Still I am, at least for the time being, sticking with the shares. The portfolio clearly alighted on them at the wrong time. There are signs that the climate is getting better and although it could be some time before we see 171p again the group is at least now heading in the right direction. The veterinary products concern is also in agreement with my desire to bolster the bank balances of shareholders. In spite of the disappointing profits performance, it has increased its dividend and I believe there are indications it will continue to adopt a progressive payments policy. Current yield is 3.3 per cent and if profit and dividend hopes are realised the return should increase. So the yield looks quite reasonable in these low interest rate days that, some believe, will continue to at least 2015.
Of course, the retreat from my buying price is disappointing. But the dividend attitude does provide some consolation.
The group's "true" pre-tax profits were £2.1m against £2.9m. At the adjusted level profits were £2.3m compared with £3m. Stockbroker N+1 Singer (the result of a merger between Singer Capital Markets and N+1Brewin) estimate that this year Animalcare will make an adjusted £2.6m. Analysts Chris Glasper and Sahill Shan say the group endured an "annus horribiles" last year but is now back on track. Trading so far this year is said to be "comfortably above" last year's display.
Another constituent, Marston's, has often been below my 95p buying price. My faith in the brewer and pub owner is now being rewarded as the shares have hit 120p. The group, like many others that have insisted that food and beer are the ideal blend for these straitened times, has continued to shrug off recessionary influences that have so devastated many drink-led pubs.

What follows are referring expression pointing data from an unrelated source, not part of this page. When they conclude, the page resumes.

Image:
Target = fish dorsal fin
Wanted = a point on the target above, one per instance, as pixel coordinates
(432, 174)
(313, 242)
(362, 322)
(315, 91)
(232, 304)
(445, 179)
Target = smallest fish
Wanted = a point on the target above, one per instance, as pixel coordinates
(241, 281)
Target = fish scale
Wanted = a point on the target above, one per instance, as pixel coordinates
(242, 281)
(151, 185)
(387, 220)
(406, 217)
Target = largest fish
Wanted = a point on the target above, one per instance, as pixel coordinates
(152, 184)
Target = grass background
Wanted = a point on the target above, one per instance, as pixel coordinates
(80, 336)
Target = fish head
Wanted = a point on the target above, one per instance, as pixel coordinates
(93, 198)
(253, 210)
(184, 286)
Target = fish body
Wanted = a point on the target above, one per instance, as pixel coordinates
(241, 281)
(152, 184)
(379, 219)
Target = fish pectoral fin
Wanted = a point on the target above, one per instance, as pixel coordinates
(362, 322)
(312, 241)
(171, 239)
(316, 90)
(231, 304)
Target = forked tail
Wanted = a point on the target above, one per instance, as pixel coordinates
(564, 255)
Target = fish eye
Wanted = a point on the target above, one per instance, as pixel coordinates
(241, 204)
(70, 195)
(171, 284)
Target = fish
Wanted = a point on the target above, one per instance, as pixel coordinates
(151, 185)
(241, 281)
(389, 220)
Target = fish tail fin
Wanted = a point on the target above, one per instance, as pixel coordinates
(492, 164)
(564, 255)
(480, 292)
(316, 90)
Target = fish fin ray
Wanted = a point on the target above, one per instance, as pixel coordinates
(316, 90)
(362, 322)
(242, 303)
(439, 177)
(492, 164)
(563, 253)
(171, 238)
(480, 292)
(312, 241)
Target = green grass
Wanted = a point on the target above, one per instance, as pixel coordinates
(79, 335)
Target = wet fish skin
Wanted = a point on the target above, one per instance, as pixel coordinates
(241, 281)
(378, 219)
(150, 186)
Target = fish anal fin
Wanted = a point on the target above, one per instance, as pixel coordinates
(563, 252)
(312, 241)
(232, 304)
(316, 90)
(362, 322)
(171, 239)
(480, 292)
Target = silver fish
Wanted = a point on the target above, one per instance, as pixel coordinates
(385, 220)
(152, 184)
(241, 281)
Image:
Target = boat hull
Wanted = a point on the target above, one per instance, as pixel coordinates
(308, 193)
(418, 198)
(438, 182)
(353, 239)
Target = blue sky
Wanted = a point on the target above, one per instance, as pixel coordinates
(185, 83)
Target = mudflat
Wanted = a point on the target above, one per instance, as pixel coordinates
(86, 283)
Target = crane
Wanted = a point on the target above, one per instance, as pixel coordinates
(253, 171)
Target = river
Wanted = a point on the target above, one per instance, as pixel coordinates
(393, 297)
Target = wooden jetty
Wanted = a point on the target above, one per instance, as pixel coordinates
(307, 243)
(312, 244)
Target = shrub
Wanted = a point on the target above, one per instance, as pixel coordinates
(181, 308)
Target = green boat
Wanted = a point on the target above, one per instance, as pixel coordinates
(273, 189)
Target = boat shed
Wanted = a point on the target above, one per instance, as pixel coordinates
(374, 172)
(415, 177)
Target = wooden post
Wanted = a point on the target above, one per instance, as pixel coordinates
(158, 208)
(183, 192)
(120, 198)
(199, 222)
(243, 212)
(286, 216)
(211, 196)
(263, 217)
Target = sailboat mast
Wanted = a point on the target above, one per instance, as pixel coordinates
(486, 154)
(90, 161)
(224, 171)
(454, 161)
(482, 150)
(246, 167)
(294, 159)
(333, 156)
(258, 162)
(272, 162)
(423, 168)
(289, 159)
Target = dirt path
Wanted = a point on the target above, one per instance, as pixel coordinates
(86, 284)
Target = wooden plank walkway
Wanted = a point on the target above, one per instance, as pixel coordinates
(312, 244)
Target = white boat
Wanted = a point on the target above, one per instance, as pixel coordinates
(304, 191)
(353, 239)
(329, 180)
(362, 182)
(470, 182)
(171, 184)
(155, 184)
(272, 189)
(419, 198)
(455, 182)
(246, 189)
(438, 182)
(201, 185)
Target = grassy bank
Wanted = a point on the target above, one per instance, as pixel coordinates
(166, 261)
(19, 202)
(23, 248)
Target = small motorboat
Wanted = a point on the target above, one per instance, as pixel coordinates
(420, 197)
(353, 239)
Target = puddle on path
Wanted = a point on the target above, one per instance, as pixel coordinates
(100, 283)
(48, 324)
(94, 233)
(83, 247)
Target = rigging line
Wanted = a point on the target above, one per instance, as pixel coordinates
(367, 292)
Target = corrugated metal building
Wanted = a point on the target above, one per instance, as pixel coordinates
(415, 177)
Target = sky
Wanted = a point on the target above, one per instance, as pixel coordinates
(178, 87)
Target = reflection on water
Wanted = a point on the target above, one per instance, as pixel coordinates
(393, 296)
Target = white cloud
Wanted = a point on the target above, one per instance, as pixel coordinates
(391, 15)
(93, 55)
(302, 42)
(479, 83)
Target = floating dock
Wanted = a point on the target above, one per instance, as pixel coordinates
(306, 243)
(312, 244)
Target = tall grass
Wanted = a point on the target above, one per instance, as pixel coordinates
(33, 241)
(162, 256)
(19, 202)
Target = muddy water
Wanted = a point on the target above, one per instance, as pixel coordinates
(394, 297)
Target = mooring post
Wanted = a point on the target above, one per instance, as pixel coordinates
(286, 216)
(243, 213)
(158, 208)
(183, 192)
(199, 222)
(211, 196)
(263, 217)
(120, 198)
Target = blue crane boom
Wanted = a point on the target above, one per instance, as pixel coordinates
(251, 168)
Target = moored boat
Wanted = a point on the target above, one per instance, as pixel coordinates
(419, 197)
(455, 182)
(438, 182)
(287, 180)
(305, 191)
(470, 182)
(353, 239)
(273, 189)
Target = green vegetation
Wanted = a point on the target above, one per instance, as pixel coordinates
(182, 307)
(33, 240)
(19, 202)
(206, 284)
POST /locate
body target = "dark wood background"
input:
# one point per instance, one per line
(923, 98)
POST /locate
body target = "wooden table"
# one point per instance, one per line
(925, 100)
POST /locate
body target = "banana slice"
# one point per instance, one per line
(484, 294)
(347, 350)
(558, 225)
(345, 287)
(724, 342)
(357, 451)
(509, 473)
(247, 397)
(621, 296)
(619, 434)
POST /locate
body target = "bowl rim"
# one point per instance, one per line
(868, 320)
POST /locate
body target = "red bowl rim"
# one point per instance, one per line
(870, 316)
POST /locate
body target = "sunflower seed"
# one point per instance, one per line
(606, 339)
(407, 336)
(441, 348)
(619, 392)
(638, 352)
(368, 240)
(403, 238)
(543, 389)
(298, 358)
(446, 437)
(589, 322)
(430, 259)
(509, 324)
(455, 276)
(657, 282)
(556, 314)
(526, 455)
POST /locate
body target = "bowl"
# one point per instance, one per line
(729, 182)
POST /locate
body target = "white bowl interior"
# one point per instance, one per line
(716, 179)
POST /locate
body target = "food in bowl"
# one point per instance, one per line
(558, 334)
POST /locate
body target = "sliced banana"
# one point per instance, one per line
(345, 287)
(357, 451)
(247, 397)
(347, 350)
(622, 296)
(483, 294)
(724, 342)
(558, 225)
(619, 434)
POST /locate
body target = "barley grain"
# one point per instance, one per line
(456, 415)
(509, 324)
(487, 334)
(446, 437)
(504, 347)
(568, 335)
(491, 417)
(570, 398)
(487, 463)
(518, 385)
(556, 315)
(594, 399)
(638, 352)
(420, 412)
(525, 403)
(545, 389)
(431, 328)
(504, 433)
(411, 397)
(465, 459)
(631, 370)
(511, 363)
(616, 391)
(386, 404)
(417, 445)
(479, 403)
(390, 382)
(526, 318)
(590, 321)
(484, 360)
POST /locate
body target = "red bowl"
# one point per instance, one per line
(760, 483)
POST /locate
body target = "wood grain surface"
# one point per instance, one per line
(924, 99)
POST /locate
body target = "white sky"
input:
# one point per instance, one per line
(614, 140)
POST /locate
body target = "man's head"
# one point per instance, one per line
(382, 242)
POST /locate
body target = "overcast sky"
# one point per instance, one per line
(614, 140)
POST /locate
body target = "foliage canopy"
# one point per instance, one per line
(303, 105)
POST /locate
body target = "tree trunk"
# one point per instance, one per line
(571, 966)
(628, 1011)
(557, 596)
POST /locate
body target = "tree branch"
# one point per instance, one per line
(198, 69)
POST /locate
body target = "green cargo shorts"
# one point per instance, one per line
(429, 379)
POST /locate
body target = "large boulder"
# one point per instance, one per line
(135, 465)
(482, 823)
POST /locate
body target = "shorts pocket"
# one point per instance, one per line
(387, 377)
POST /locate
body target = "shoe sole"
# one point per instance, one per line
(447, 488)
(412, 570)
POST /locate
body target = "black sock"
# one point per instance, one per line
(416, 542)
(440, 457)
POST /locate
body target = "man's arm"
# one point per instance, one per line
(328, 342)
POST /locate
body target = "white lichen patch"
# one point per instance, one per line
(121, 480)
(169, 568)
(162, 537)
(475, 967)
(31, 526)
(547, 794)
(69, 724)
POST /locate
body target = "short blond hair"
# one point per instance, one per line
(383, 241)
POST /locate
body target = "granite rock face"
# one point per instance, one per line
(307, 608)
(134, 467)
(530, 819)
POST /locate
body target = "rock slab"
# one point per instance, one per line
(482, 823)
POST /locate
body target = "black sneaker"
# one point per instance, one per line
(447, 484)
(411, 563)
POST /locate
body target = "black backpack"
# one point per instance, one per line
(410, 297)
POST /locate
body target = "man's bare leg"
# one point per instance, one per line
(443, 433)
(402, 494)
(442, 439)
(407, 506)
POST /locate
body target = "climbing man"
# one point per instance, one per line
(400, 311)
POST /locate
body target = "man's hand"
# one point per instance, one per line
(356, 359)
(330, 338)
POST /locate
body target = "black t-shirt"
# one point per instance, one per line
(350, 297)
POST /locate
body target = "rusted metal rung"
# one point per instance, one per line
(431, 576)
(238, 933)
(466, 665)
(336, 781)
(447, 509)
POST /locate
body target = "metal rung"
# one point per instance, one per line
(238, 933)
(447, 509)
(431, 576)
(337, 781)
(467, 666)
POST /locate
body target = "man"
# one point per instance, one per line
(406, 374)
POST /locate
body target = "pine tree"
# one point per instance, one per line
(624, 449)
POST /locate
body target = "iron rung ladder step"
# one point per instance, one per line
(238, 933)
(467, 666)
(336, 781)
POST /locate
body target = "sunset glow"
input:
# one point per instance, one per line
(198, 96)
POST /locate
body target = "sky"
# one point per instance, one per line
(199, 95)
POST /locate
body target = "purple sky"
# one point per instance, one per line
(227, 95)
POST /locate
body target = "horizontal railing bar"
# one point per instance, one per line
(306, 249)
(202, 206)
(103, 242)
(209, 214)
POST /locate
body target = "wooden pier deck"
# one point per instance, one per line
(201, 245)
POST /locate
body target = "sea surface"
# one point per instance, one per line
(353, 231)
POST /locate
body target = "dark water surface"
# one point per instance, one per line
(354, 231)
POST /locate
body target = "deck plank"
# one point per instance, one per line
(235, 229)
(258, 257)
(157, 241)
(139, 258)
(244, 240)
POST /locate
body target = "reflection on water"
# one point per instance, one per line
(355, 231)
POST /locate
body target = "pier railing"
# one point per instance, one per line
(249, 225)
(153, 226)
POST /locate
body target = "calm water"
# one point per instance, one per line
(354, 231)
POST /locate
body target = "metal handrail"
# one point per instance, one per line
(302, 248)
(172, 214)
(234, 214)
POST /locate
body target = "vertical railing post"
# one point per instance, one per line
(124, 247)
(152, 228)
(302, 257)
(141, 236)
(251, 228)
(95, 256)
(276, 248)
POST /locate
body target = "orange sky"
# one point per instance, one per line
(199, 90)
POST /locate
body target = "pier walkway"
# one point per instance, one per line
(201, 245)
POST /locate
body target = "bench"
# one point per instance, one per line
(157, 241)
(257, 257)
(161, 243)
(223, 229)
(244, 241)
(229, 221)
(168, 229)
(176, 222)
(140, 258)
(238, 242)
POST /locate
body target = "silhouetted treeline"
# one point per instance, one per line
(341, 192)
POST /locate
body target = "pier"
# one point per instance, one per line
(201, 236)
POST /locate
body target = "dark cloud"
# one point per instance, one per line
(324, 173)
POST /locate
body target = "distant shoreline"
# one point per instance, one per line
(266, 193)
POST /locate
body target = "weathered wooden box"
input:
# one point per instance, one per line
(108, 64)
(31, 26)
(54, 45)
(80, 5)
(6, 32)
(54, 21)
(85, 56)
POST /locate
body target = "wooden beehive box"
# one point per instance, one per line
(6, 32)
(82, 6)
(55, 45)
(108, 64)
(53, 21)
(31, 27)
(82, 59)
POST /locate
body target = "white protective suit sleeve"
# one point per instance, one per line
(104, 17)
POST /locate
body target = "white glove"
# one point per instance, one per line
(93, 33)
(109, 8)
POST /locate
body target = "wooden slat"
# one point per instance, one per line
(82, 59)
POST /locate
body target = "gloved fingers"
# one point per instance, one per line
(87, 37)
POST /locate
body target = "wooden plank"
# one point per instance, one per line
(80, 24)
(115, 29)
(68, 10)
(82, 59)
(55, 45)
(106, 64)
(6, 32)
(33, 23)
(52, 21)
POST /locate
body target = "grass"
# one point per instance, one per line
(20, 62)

In a year-end trading update, the brewer of such hand pump beers as Brakespear and Pedigree said like-for-like sales at its increasing spread of managed pubs were up 2.2 per cent and the rest of the estate (composed of franchised, leased and tenanted outlets) rolled out operating profits some 3 per cent higher. Beer sales rose 2 per cent. The group has been busy building pub/restaurants for a few years to engage more fully in the casual eating-out revolution. Last year it opened 25 outlets and in the next 12 months or so could add up to another 25. Chief executive Ralph Findlay says returns from the newly opened pub/restaurants are "above target".
Marston's, too, likes to offer dividend comfort to shareholders. For a long while it enjoyed a yield in the 5 per cent and 6 per cent categories. The share price advance has, of course, cut the historic return to around the 4.9 per cent level. The interim dividend was lifted and I expect a modest increase in the final payment. Although Marston's shares are riding at around their best level for more than a year they are still a long way from the price hit some years ago when brewing and pubs were riding high.
Finally G4S which, despite unseemly take-over and Olympic shenanigans, remains a portfolio member. The security group has returned to the acquisition trail in Belgium, paying almost £3m for a fire and safety personnel and equipment enterprise there.
I have described G4S as an Indian rubber share; it keeps bouncing back. After shareholders rebelled against buying the Danish ISS catering and security group for £5.5bn the shares slumped alarmingly. They recovered only to suffer another roasting after the Olympic fiasco. The price has let bygones be bygones and improved to 269p, giving the portfolio a tiny but welcome profit. Even if its Olympic problems do reputational damage, I don't expect any reductions in dividend payments.